Vorsätzlicher Verstoß gegen deutsche Gesetze per Ausnahmeregelung durch das BVerfG ist jetzt also der Beweis für die multikulturelle Gesellschaft, in der jeder Kirchenglockengebimmel und Kruzifixe in der Klassenzimmerecke gefälligst zu ertragen hat. Wie weit muss sich der aufgeklärte Mensch noch verbiegen, um bloß ja keinem „Recht“gläubigen auf die Füße zu treten? Ist nicht eher das Bestehen auf archaischen Riten im Gastland ein Zeichen für Intoleranz? […] Diese Debatte zeigt ganz offensichtlich, wie wenig orthodoxe Strömungen bereit sind, sich mit Normen und Regeln ihrer Umgebung zu arrangieren. GUNTER TROIKE, Berlin

Schön für die türkischen und andere islamische Gemeinden in Deutschland, dass sie es schaffen, sich von den Lehrmeinungen ihrer Imame zu distanzieren. Aber das rechtfertigt keineswegs, Tiere leiden zu lassen. Auch nicht per Ausnahmegenehmigung. Ich begrüße die Initiative von Rot-Grün zur Aufnahme des Tierschutzes ins Grundgesetz. […] ALICE THIEMANN, Frankfurt/M.

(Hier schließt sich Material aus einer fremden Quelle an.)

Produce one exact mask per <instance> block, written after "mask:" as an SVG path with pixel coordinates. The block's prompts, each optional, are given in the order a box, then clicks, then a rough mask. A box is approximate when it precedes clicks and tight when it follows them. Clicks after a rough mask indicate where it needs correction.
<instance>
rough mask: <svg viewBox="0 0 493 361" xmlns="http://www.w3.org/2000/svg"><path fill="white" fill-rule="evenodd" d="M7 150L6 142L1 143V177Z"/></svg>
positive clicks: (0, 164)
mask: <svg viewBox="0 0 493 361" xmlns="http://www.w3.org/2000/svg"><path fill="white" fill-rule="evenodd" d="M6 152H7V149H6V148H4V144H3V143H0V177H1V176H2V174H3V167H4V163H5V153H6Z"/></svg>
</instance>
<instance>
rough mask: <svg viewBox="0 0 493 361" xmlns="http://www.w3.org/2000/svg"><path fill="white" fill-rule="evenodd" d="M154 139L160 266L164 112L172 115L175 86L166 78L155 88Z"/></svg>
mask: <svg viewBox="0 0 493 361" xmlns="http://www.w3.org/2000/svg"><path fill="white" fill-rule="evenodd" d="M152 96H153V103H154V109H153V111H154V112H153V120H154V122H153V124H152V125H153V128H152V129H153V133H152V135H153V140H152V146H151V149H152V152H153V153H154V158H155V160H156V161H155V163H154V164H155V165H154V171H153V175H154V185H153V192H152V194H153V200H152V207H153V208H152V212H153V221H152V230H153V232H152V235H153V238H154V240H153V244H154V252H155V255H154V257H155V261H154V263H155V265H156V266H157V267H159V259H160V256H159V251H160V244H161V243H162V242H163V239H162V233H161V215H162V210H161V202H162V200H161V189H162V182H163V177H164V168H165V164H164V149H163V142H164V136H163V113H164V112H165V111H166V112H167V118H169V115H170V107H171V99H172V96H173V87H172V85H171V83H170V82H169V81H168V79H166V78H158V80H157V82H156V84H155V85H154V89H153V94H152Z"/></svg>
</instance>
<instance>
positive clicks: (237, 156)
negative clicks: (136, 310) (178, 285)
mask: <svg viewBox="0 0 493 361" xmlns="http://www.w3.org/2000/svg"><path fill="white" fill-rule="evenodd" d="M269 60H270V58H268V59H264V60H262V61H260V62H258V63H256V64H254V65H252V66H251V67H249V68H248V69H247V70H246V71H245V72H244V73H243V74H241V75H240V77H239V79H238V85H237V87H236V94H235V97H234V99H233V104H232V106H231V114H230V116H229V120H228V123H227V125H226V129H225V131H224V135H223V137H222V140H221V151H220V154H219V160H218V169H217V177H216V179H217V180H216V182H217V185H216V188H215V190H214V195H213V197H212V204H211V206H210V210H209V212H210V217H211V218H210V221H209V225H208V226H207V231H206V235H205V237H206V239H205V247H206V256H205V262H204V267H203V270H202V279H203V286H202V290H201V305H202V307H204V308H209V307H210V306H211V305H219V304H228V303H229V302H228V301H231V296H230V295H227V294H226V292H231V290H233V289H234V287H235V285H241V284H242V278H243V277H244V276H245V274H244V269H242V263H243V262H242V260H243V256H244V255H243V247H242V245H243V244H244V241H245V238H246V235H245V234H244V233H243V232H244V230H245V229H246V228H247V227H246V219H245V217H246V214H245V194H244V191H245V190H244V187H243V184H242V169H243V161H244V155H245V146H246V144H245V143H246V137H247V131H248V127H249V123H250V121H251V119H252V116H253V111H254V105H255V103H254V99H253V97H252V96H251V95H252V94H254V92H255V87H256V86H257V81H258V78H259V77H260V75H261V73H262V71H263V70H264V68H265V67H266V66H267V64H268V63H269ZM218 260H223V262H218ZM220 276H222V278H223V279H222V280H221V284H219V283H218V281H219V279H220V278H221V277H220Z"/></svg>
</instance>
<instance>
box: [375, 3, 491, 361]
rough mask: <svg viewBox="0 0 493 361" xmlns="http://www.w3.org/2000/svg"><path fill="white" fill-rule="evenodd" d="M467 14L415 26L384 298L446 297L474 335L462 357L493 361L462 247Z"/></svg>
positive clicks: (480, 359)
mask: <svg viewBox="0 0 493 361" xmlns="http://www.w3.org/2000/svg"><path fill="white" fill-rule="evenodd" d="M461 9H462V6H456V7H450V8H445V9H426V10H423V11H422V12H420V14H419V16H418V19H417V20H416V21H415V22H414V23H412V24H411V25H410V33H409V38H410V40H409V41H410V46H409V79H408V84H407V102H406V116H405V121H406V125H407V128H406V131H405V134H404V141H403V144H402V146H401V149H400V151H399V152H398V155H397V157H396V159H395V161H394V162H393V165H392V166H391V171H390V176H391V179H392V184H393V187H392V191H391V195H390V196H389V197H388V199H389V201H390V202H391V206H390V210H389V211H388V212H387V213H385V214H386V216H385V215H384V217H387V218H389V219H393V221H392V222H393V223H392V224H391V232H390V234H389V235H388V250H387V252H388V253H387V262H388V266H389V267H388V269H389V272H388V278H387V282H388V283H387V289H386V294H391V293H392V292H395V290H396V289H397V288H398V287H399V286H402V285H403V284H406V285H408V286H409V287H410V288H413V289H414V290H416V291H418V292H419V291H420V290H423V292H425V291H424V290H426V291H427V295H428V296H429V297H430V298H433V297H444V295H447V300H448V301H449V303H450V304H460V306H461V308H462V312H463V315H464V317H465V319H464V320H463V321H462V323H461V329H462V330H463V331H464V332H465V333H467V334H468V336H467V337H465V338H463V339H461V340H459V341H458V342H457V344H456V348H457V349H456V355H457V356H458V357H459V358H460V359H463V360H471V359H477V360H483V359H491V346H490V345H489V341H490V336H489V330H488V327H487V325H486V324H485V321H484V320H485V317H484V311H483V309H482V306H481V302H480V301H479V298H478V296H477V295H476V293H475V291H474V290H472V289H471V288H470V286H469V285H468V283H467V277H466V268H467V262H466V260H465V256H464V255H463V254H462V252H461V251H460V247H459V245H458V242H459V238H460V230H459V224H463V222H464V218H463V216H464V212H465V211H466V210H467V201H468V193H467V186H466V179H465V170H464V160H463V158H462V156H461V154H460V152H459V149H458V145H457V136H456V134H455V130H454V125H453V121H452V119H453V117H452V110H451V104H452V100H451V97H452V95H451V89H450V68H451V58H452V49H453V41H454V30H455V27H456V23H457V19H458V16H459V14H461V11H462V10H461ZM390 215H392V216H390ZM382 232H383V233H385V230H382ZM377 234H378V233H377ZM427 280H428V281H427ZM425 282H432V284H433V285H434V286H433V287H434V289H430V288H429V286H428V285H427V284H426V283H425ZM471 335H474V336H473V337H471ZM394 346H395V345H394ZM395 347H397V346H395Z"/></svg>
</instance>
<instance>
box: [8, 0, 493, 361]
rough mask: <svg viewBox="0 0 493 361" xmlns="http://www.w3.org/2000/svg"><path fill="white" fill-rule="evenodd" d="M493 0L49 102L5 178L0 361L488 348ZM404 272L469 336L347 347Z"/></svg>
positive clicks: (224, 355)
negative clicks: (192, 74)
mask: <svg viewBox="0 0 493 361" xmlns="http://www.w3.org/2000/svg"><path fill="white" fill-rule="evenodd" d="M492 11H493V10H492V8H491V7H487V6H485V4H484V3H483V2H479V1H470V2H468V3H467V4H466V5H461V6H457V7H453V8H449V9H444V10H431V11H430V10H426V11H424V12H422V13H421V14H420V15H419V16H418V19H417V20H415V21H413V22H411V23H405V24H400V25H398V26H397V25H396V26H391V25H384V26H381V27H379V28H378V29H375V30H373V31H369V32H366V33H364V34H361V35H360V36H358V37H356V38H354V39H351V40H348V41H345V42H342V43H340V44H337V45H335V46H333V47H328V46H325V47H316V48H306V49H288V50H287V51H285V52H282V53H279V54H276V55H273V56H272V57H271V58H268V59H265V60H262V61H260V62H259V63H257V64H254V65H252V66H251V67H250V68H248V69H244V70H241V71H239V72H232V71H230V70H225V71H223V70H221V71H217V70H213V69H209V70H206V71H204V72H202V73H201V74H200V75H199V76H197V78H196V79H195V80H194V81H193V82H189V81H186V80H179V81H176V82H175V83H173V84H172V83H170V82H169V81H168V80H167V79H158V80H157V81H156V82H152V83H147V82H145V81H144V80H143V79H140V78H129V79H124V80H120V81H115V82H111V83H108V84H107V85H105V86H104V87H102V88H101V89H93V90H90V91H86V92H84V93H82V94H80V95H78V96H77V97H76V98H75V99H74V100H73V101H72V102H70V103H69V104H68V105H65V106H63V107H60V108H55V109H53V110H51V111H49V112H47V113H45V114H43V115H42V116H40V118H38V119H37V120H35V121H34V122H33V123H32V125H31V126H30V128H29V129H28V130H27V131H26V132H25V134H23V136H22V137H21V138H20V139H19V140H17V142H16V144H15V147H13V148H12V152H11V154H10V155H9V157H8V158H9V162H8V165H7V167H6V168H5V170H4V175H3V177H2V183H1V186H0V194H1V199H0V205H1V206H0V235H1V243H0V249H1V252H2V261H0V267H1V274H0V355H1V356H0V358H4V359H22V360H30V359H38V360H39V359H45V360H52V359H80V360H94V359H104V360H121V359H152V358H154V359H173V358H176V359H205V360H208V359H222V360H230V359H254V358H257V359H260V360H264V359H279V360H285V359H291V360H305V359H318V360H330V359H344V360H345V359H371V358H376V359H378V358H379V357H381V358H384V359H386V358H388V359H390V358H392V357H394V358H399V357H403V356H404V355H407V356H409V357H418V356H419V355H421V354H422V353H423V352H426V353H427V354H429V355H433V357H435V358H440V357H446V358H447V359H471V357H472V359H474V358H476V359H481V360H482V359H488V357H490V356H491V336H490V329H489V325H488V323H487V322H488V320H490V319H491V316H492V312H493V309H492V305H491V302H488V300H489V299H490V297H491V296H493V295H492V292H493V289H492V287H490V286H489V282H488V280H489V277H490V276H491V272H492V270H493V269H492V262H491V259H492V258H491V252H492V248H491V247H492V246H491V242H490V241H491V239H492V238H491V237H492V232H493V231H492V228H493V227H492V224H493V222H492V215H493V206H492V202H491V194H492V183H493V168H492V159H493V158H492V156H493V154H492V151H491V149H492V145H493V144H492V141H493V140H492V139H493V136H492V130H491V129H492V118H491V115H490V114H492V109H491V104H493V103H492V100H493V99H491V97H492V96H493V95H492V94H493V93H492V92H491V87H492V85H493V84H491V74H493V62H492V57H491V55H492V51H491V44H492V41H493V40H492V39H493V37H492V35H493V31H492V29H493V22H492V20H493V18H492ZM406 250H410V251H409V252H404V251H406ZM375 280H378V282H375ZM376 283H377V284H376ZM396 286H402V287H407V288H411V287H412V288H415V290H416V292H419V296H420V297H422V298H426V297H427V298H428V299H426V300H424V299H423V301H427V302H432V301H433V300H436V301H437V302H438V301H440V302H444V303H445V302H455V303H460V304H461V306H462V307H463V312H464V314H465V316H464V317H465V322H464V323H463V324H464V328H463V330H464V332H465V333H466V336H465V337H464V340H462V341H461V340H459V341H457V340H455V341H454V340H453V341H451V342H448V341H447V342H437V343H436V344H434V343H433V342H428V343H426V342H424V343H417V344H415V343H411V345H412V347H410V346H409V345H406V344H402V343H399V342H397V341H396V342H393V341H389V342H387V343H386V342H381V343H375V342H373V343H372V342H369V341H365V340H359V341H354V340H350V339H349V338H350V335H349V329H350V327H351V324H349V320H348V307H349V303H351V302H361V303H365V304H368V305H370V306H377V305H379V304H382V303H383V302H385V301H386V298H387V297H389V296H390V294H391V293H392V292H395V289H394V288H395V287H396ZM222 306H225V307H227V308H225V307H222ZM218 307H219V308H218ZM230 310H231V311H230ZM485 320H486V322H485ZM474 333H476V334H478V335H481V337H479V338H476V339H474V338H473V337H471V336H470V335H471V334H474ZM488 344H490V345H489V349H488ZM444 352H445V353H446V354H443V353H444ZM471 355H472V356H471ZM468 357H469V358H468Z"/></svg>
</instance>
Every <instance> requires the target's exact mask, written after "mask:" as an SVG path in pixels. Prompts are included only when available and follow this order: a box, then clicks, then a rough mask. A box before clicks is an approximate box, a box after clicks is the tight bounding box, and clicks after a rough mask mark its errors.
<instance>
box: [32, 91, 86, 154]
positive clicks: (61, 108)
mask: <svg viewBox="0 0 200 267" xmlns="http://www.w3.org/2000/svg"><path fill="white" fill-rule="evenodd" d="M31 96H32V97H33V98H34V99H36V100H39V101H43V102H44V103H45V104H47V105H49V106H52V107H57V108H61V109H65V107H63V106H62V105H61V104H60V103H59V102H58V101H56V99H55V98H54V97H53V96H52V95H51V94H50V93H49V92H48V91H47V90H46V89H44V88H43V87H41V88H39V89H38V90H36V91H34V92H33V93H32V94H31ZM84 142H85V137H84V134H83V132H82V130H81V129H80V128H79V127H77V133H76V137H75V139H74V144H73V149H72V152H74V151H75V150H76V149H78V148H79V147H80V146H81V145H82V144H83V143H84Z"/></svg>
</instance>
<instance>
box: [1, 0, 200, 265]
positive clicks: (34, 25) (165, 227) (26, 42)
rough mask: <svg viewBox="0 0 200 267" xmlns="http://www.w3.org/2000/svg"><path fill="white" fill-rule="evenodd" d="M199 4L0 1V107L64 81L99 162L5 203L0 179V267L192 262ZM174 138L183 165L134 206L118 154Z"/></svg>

Das Karlsruher Urteil ist kein Sieg der Religionsfreiheit, sondern des Aberglaubens. „Rational“ betrachtet dürfte jemand, der kein Blut essen will, natürlich auch „ausgeblutetes“ Fleisch nicht verzehren, denn auch in diesem Fleisch werden immer noch Blutreste sein. […] ULRICH CH. BLORTZ, Köln

Mit seinem Kommentar über die Abschaffung des Schächtverbots für Muslime hat sich Manfred Kriener in das selbige hineinkatapultiert mit der Feststellung „Schächten ist eine unnötige Quälerei und Zeichen brutaler Toleranz“. Hier werden die immer gleichen antisemitischen Stereotypen – jetzt auch auf Muslime ausgeweitet – reproduziert. Wir leben nicht mehr im Mittelalter, sondern in einer Informationsgeselslchaft, und Herrn Kriener wie anderen Interessierten seien die fachkompetenten Seiten von Rabbiner Levinger, der zugleich Tierarzt ist, empfohlen: http://www.hagalil.com/judentum/koscher/schaechten.htm IRIS WEISS, Berlin

Die Redaktion behält sich den Abdruck sowie das Kürzen von Briefen vor. Die erscheinenden LeserInnenbriefe geben nicht notwendigerweise die Meinung der taz wieder.